Rena manggut-manggut.
“Jika kau punya masalah dengan asupan gizi dan kesehatan, kau bisa konsultasikan denganku. Jangan khawatir, antar teman pasti diskon,”
Rena terkekeh. “Well, thank you. I’ll think about it,” jawabnya.
“Tapi itu benar, Rena. Kau perlu mengkonsultasikan tentang kesehatanmu.

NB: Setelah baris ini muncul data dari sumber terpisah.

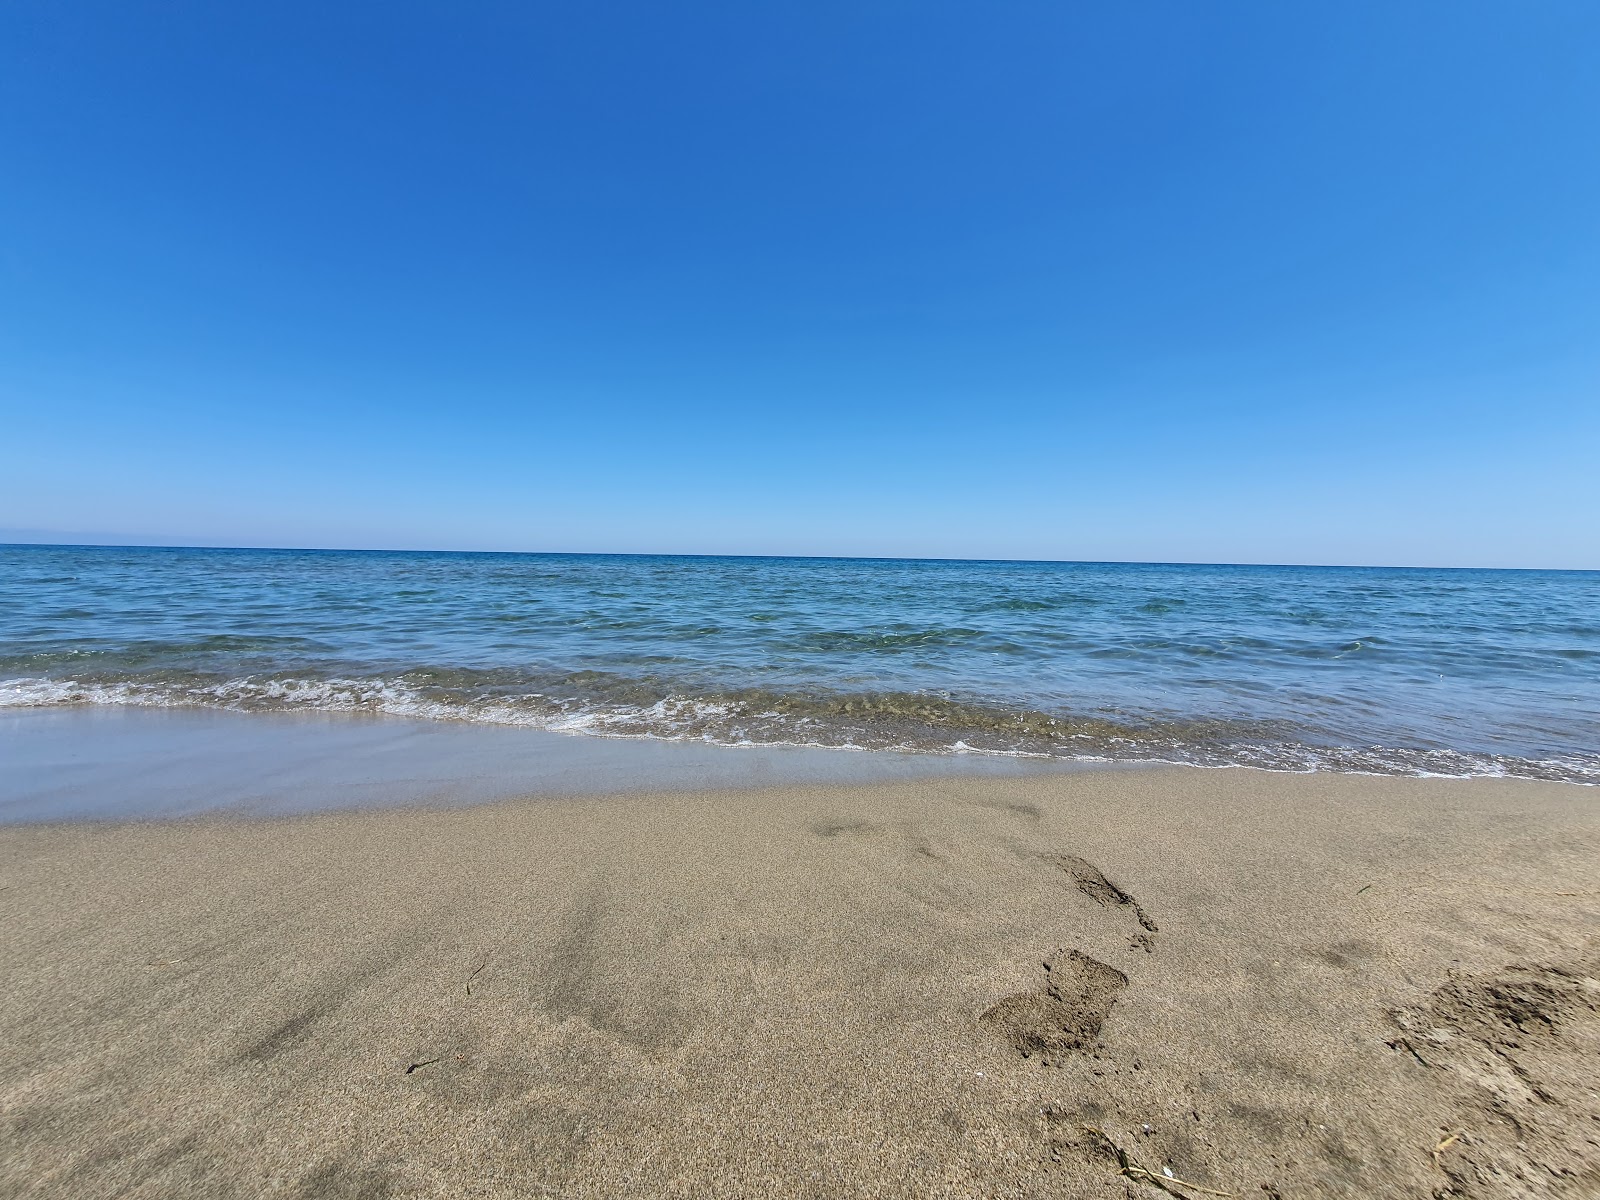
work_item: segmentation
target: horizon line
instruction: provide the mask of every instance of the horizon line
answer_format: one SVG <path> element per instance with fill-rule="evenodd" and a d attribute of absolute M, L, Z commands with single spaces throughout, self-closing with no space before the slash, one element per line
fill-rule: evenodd
<path fill-rule="evenodd" d="M 962 558 L 912 554 L 759 554 L 662 550 L 461 550 L 429 547 L 223 545 L 194 542 L 12 542 L 0 541 L 0 550 L 211 550 L 234 553 L 278 554 L 459 554 L 545 558 L 742 558 L 793 562 L 971 563 L 1078 567 L 1263 567 L 1336 571 L 1524 571 L 1549 574 L 1595 575 L 1595 567 L 1448 567 L 1422 563 L 1315 563 L 1217 562 L 1201 559 L 1117 558 Z"/>

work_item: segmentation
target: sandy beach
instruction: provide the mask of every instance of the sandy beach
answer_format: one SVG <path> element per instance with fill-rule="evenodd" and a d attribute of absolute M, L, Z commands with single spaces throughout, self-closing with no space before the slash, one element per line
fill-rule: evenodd
<path fill-rule="evenodd" d="M 8 1196 L 1600 1195 L 1592 788 L 952 776 L 0 846 Z"/>

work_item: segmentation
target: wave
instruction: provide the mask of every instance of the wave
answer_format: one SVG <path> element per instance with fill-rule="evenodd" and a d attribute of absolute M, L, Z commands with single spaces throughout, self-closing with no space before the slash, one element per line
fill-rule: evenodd
<path fill-rule="evenodd" d="M 1347 745 L 1292 721 L 1051 713 L 923 692 L 691 691 L 681 682 L 604 671 L 423 668 L 325 677 L 165 671 L 0 680 L 0 708 L 62 705 L 373 713 L 730 746 L 1600 784 L 1600 754 L 1533 758 L 1427 746 Z"/>

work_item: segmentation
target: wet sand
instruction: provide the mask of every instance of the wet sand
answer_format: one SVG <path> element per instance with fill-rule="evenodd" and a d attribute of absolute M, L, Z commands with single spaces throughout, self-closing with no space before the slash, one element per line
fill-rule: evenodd
<path fill-rule="evenodd" d="M 1600 1195 L 1594 789 L 947 776 L 0 850 L 7 1196 Z"/>

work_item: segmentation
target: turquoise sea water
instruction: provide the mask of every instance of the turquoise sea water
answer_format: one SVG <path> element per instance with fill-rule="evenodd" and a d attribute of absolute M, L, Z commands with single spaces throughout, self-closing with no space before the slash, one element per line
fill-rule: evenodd
<path fill-rule="evenodd" d="M 0 547 L 0 706 L 1600 782 L 1600 573 Z"/>

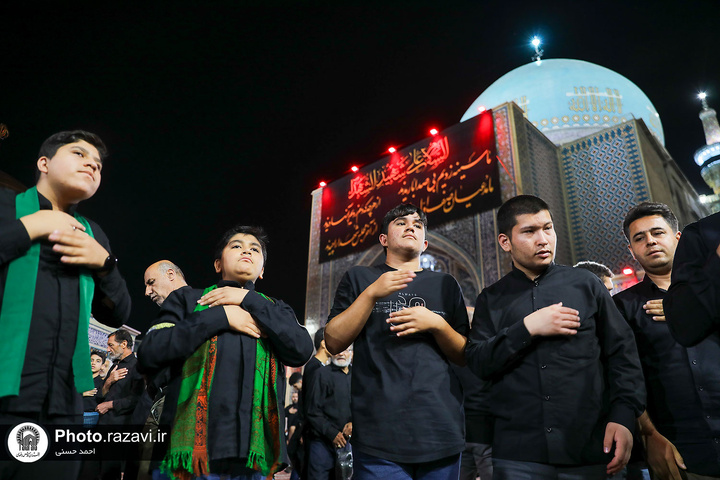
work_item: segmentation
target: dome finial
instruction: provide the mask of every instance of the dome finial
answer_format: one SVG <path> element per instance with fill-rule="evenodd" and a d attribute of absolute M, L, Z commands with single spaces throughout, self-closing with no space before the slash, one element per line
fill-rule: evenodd
<path fill-rule="evenodd" d="M 541 43 L 542 40 L 540 40 L 540 37 L 537 35 L 535 35 L 530 42 L 530 44 L 535 48 L 535 55 L 533 55 L 530 59 L 538 65 L 542 63 L 542 56 L 545 53 L 545 51 L 540 48 Z"/>

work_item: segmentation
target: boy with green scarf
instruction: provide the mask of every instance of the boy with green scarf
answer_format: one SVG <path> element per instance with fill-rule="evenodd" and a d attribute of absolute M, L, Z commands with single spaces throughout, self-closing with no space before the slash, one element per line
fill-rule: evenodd
<path fill-rule="evenodd" d="M 143 373 L 169 367 L 172 377 L 155 477 L 272 478 L 287 465 L 283 364 L 304 365 L 313 346 L 290 306 L 255 291 L 266 244 L 258 227 L 227 231 L 214 257 L 221 280 L 168 295 L 140 347 Z"/>
<path fill-rule="evenodd" d="M 130 295 L 99 225 L 78 203 L 100 186 L 105 145 L 81 131 L 52 135 L 40 147 L 37 185 L 0 188 L 0 425 L 70 425 L 82 419 L 79 392 L 92 390 L 90 314 L 120 327 Z M 46 460 L 0 462 L 0 478 L 67 478 Z"/>

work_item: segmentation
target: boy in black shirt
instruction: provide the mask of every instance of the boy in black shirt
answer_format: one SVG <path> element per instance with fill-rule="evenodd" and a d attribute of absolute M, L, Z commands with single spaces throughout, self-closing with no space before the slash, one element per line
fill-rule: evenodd
<path fill-rule="evenodd" d="M 353 267 L 337 288 L 325 343 L 355 346 L 355 478 L 457 479 L 464 448 L 462 391 L 448 360 L 463 363 L 468 318 L 448 274 L 420 268 L 427 217 L 402 204 L 385 215 L 385 263 Z"/>
<path fill-rule="evenodd" d="M 544 201 L 511 198 L 497 225 L 513 270 L 478 296 L 465 352 L 492 381 L 493 478 L 604 479 L 644 409 L 632 331 L 600 279 L 555 265 Z"/>
<path fill-rule="evenodd" d="M 153 478 L 255 480 L 287 464 L 280 362 L 305 364 L 312 340 L 289 305 L 255 290 L 266 243 L 258 227 L 227 231 L 215 252 L 222 279 L 170 293 L 140 346 L 142 373 L 172 375 L 160 424 L 173 429 Z"/>

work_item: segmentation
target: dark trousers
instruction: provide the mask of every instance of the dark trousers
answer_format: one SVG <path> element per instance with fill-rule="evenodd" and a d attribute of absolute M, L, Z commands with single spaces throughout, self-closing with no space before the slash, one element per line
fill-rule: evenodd
<path fill-rule="evenodd" d="M 334 480 L 335 451 L 321 438 L 310 440 L 307 480 Z"/>

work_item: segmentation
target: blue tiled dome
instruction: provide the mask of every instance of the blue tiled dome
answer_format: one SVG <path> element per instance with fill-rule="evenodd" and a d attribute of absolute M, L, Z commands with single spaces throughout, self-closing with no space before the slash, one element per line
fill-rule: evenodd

Jika tidak, bisa saja kau pingsan lagi di pinggir jalan seperti beberapa hari yang lalu,” balas Shinji.
Rena tersentak. “Bagaimana kau tahu tentang kejadian itu?” spontan ia bertanya dengan heran. Shinji hanya tersenyum tanpa menjawab pertanyaan Rena. Rena melotot.
“Apakah mungkin kau yang___?”
Shinji mengangguk beberapa kali.
“Ya, akulah orang yang menolongmu dan membawamu ke klinik ketika kau tak sadarkan diri di pinggir jalan,” jawabnya kemudian hingga membuat Rena nyaris memekik kaget.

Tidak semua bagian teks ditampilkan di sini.